The advantage of this course is that people can move on to their new properties and, for that reason, the possibility should not be discounted, but there are drawbacks and a number of issues that need to be resolved before you can pursue this option.
Firstly, your lender would have to agree to allow you to run two mortgages – one for the house that you buy and the second for the retained property that you are letting out. This will involve the lenders looking at your total income and deciding whether that supports the two mortgages. You would, of course, be asking them to include the prospective rental income in arriving at this calculation, but lenders will take a different view of the extent to which they will include unearned income of this kind and it might be that your bank or building society would decide that they wanted to change the basis of your present loan to the equivalent of a “buy to let” mortgage and there would, no doubt, be arrangement fees charged by the bank. Clearly, this is a matter that you would have to check out at the very beginning, to see whether your lender would agree to the proposal and, if so, on what terms. You would also have to bear in mind that you would be taking on a major financial commitment, having to service two mortgages. Interest rates are, at present, very low, but obviously there is no guarantee that they will continue at these levels and the only direction is upwards.

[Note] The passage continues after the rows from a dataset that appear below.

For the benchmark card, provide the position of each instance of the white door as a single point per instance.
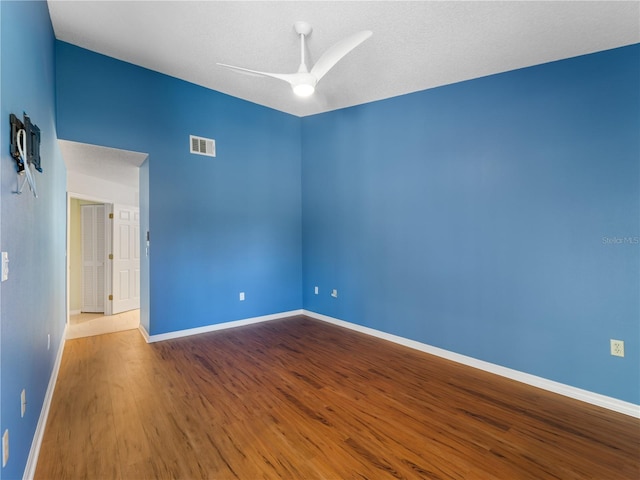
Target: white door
(93, 226)
(126, 258)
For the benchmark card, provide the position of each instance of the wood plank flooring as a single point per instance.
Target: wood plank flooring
(302, 399)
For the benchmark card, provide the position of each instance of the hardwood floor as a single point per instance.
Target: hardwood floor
(302, 399)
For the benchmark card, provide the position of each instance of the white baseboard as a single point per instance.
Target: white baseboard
(144, 333)
(36, 443)
(219, 326)
(604, 401)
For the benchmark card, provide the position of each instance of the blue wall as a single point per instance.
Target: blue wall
(481, 218)
(218, 226)
(33, 231)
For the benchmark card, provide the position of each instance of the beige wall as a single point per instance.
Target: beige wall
(75, 255)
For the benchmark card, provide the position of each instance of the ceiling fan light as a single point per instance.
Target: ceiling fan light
(303, 89)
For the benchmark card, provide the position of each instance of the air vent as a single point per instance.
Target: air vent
(202, 146)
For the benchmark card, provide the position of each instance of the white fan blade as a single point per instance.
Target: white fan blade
(336, 52)
(287, 77)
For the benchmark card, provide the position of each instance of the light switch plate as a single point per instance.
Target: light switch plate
(5, 266)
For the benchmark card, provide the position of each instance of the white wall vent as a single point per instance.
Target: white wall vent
(202, 146)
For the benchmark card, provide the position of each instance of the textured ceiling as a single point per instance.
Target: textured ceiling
(415, 45)
(111, 164)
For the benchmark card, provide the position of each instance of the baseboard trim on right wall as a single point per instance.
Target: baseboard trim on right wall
(609, 403)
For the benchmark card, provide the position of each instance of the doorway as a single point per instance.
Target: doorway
(104, 182)
(104, 267)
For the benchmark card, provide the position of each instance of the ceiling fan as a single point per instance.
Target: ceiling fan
(304, 81)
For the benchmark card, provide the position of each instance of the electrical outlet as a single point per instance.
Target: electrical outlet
(617, 348)
(5, 448)
(5, 266)
(23, 402)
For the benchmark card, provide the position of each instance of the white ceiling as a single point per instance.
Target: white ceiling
(415, 45)
(111, 164)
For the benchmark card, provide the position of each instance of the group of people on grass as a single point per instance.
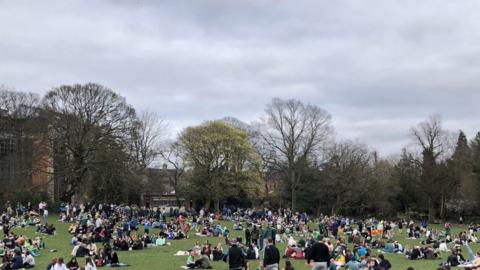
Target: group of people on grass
(322, 243)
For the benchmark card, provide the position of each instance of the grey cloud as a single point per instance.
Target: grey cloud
(378, 67)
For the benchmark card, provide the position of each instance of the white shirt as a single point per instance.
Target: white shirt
(59, 267)
(90, 267)
(29, 259)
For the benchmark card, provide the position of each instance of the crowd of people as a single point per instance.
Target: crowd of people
(325, 242)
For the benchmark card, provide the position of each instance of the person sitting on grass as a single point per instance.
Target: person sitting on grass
(89, 264)
(59, 265)
(288, 266)
(217, 252)
(73, 263)
(17, 260)
(28, 260)
(161, 241)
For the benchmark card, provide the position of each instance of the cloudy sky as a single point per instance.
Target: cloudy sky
(379, 67)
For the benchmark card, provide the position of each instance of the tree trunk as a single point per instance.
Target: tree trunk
(294, 191)
(217, 204)
(294, 200)
(431, 210)
(442, 207)
(207, 203)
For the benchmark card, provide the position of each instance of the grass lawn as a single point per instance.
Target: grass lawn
(162, 257)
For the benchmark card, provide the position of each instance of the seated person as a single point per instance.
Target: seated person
(28, 260)
(161, 241)
(73, 264)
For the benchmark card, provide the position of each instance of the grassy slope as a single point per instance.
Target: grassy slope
(162, 257)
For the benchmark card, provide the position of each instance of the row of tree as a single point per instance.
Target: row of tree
(101, 148)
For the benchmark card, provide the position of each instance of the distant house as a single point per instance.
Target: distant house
(159, 189)
(25, 159)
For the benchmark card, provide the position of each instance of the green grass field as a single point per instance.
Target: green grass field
(162, 257)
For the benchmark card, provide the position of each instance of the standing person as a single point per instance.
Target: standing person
(45, 215)
(235, 257)
(59, 265)
(319, 254)
(89, 264)
(146, 226)
(248, 234)
(271, 258)
(254, 235)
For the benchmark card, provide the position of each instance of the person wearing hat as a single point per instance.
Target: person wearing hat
(271, 258)
(17, 261)
(235, 257)
(28, 261)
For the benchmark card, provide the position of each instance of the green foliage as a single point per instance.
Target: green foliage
(222, 161)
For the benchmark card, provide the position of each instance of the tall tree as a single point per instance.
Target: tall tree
(173, 154)
(85, 118)
(406, 177)
(223, 162)
(294, 136)
(433, 140)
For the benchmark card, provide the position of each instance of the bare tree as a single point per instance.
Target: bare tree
(173, 156)
(147, 134)
(84, 119)
(295, 135)
(434, 143)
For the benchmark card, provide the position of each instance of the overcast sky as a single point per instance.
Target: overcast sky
(379, 67)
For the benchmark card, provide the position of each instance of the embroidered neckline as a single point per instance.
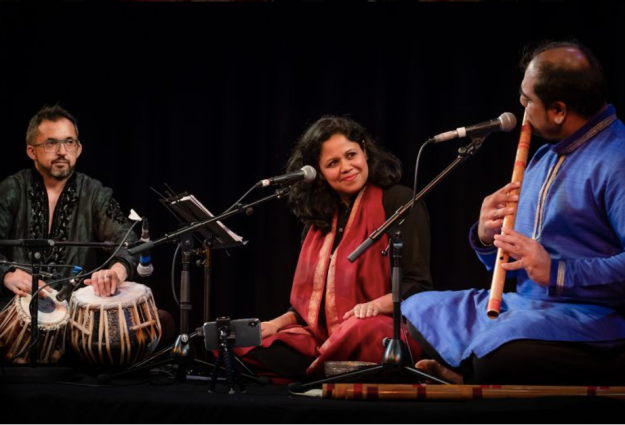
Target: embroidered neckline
(65, 207)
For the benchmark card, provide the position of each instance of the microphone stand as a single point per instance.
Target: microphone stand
(394, 359)
(181, 352)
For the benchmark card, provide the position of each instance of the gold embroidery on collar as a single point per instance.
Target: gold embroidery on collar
(332, 316)
(560, 279)
(319, 279)
(542, 198)
(591, 133)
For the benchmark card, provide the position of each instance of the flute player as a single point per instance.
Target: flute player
(564, 325)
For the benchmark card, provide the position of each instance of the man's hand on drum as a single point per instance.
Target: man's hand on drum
(494, 208)
(106, 281)
(20, 283)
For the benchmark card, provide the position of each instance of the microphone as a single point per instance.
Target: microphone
(145, 267)
(505, 122)
(69, 287)
(307, 173)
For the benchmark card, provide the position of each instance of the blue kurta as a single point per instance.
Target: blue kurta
(573, 203)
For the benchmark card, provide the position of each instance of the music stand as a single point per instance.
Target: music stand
(192, 213)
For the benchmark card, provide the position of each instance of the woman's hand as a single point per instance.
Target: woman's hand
(382, 305)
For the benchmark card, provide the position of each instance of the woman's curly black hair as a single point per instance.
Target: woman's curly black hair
(316, 202)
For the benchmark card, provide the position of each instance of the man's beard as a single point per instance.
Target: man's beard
(56, 173)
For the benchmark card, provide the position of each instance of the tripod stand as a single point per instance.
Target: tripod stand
(226, 342)
(182, 353)
(394, 365)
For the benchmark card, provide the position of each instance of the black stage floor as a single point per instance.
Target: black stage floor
(159, 399)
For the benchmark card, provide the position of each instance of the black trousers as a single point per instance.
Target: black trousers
(532, 362)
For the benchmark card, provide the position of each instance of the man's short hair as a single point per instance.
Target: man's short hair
(582, 88)
(47, 113)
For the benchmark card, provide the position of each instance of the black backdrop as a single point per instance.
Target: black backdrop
(210, 99)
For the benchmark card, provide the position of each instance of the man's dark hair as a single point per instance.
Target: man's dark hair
(47, 113)
(581, 88)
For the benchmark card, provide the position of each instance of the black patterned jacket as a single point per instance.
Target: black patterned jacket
(85, 212)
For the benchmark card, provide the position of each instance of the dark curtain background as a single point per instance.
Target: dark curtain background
(210, 99)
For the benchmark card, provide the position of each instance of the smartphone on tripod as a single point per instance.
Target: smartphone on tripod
(242, 332)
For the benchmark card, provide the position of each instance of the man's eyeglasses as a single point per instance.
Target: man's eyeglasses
(53, 145)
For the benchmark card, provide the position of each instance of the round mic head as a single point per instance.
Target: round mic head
(508, 121)
(309, 173)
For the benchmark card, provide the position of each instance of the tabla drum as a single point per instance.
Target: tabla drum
(119, 330)
(15, 329)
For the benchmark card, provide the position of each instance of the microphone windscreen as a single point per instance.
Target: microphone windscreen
(508, 121)
(309, 173)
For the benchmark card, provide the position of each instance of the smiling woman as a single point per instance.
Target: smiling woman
(341, 310)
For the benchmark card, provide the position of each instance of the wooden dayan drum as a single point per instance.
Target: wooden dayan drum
(15, 329)
(119, 330)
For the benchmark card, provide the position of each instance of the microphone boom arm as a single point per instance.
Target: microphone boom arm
(463, 154)
(170, 237)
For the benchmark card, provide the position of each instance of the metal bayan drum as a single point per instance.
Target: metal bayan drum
(15, 329)
(119, 330)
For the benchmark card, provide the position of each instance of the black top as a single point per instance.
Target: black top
(415, 252)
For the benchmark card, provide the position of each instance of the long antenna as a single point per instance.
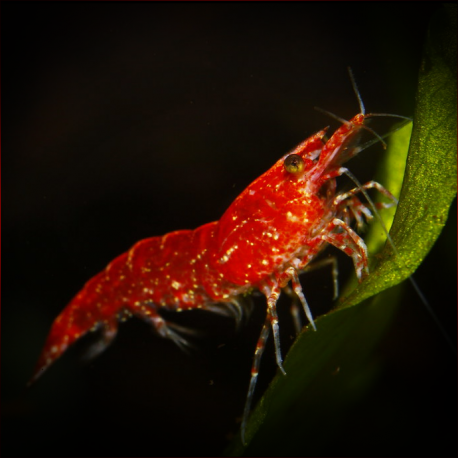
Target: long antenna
(355, 88)
(398, 256)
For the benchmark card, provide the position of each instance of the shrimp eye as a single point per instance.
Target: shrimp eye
(294, 164)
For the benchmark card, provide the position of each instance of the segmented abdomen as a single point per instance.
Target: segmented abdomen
(170, 271)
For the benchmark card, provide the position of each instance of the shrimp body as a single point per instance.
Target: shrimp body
(271, 232)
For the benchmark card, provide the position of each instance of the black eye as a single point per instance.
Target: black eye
(294, 164)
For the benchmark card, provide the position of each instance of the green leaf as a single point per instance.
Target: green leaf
(328, 370)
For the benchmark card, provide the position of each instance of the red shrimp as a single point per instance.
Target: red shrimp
(272, 231)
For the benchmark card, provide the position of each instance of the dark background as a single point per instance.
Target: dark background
(126, 120)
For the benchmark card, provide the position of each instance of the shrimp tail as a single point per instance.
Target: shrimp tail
(93, 308)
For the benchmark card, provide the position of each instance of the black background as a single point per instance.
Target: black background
(126, 120)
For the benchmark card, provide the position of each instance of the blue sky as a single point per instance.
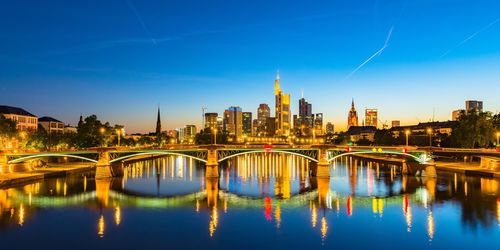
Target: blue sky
(120, 59)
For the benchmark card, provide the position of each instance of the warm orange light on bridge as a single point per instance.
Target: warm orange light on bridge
(430, 225)
(268, 207)
(324, 228)
(349, 206)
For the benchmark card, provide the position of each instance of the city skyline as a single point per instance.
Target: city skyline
(121, 67)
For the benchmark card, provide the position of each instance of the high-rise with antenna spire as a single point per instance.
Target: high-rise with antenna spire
(352, 119)
(158, 125)
(283, 118)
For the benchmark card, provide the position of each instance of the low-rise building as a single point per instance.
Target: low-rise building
(51, 125)
(70, 129)
(422, 128)
(25, 120)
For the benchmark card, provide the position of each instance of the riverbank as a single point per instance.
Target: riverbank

If your lenders do agree, they will insist that the form of tenancy that you use is a Short Assured Tenancy. This is an agreement for a period of not less than six months and the documentation is definitely not something that you should try to do yourself. Ask your solicitor to prepare it for you and to advise you of your rights and your obligations, as the property then has to meet the Repairing Standard and, depending on the number of people that you intend to allow to occupy it, you may need an HMO Licence, which will cause delay and considerable expense.
At a practical level, letting out your house means that you are not able to sell it for six months, so you will want to avoid the situation in which you lose the benefit of both the spring and the autumn markets. Clearly, you will lose one or the other, but you do not want to miss both. The house-selling market is less seasonal than it used to be, but the greatest activity will be in April/May and September/October. It is possible to put a property on the market whilst the tenant is still in residence, but it is not realistic to expect that it will be as tidy as you would like it to be if you were showing your own home and, of course, there is no obligation on the tenant to be co-operative when it comes to showing the property to prospective purchasers. You should, therefore, assume that you will not be able to actively market it until the tenancy has come to an end. Bear in mind also that the condition of the property will deteriorate during the period of the tenancy, so you should allow a little time for cleaning it and preparing it for sale.
There are funding difficulties to be overcome and there are risks, particularly if the tenant turns out to be a bad choice, but if your lender will agree to the total funding that is required, it is an option worth considering, because it has a huge advantage of allowing you to make the move in the property market that you wish or that circumstances have forced upon you.